Conserve School offers math courses for students at the Advanced Algebra (sometimes referred to as Algebra 2) and Pre-Calculus levels. Each student’s preparation for these classes varies, and the expectations of their sending schools also vary based on where their previous class ended and what that school expects the students to learn this year. As a result, when Conserve School math courses are taught in a traditional manner, the semester begins with some students reviewing things they have already learned while for others it is brand new material. It is generally not a question of one student being smarter than the other, but rather a result of their difference in preparation. It can be demotivating for some students to see the work appear to come so easily to other students who are really just reviewing material that they learned in the past. It can also be demotivating for those students who are eager to move ahead to have to wait. This fall’s group of math students has presented the widest range of diversity we have so far experienced. How does a non-traditional school address such a challenge? We have addressed it with a non-traditional solution, although one that is growing in popularity across the country.

Conserve School is blending traditional direct instruction with an artificial intelligence-based system for individualized learning called ALEKS (Assessment and Learning in Knowledge Spaces). The ALEKS website (www.ALEKS.com) describes the program as:

“… the new way to learn math on the World-Wide-Web. By knowing exactly which math concepts the student has mastered, which are shaky, and which are new but within reach, ALEKS enables the student to work on those concepts the student is most ready to learn. ALEKS is a full-time automated tutor, including explanations, practice and feedback.”

ALEKS begins with a comprehensive assessment to determine what each student has already mastered and what each student is ready to learn next. Based on assessment results, students are presented with choices of what to learn next. This process continues until the entire curriculum is mastered.

After the Comprehensive Assessment a visual is created showing what the student has left to learn.

As students work through the course, they can select among a range of topics. The topic list is completely individualized – and shows only those topics for which the student has already mastered all the prerequisites. Students are more successful because they are ready to learn the topic. Success leads to increased confidence and self-esteem. ALEKS also fosters independent learning by providing multiple explanations and solutions.

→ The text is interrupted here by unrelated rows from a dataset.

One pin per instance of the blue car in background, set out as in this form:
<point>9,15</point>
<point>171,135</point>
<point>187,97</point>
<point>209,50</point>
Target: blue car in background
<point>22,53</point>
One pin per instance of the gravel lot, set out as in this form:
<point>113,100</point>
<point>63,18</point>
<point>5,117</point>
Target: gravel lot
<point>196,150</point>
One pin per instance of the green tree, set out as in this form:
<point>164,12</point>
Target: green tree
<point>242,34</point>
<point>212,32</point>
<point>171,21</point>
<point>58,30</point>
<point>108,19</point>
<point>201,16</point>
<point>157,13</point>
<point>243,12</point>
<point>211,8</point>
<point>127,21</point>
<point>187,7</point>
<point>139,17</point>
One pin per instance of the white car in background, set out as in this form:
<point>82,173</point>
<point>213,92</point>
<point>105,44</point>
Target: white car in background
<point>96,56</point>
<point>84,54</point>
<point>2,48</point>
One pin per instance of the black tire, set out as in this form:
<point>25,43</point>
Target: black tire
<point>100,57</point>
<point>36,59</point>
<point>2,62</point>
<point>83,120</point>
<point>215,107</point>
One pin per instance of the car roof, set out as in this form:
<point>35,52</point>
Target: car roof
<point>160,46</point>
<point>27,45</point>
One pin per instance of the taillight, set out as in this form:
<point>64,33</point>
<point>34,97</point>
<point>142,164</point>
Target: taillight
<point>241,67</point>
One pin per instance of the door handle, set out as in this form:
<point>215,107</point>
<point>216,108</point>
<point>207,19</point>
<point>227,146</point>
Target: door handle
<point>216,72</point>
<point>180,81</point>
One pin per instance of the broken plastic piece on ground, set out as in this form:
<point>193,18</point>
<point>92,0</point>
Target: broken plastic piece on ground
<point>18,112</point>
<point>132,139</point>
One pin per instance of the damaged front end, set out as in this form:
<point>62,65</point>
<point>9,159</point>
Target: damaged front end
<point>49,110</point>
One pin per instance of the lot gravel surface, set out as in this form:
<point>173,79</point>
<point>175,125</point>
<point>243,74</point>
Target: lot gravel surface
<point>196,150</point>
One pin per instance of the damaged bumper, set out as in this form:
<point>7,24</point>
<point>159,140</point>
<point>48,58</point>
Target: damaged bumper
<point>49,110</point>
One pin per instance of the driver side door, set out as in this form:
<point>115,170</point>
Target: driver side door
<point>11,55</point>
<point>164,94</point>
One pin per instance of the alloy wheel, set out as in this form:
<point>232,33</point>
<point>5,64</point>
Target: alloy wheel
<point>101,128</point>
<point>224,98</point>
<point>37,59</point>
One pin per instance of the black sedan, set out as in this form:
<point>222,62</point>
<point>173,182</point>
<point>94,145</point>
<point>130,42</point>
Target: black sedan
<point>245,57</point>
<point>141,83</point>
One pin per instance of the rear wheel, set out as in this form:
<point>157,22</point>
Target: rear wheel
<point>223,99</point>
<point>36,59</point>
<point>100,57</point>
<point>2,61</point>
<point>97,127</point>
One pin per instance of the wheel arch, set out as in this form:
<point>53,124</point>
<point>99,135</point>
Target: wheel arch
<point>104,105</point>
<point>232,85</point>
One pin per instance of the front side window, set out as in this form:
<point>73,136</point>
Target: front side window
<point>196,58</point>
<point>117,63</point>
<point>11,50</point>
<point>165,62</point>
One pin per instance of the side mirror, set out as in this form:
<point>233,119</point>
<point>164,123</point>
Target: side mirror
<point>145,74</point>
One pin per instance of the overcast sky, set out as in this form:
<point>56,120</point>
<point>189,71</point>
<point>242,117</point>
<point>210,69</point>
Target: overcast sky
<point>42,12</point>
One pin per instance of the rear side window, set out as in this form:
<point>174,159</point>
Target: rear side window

The topic list is individualized showing only topics for which the student has mastered the prerequisites.

While many schools use ALEKS as a stand-alone instructional tool, at Conserve School we blend ALEKS with traditional instruction in the following ways. First, in addition to the built -in teaching and support from ALEKS, students are supported by experienced math teachers, both during class and some evening study hours. Second, the math teacher monitors student progress, and, as groups of students achieve teacher-developed benchmarks, provides them with direct instruction and enrichment exercises to test their knowledge and deepen their understandings in ways that online instruction can’t. Enrichment exercises include group and independent projects. Conserve School also provides students with a math textbook that is linked to the ALEKS curriculum as an additional resource to aid in understanding the concepts being presented.

Students are assessed on what they have learned during the semester, with the expectation that all students will progress at least one semester in their mathematical understanding. That means that students who start farther along will be expected to go farther, while students who began with less preparation will not be expected to go as far. All students will have access to ALEKS for at least one month after the end of the semester, so students who wish to go further may do so.

We are excited about the opportunity this new instructional model provides us to meet the mathematical diversity at Conserve School. We believe that all of our math students will benefit from the increased individualized attention.

~Stefan Anderson
Head of School

Students taking the comprehensive assessment.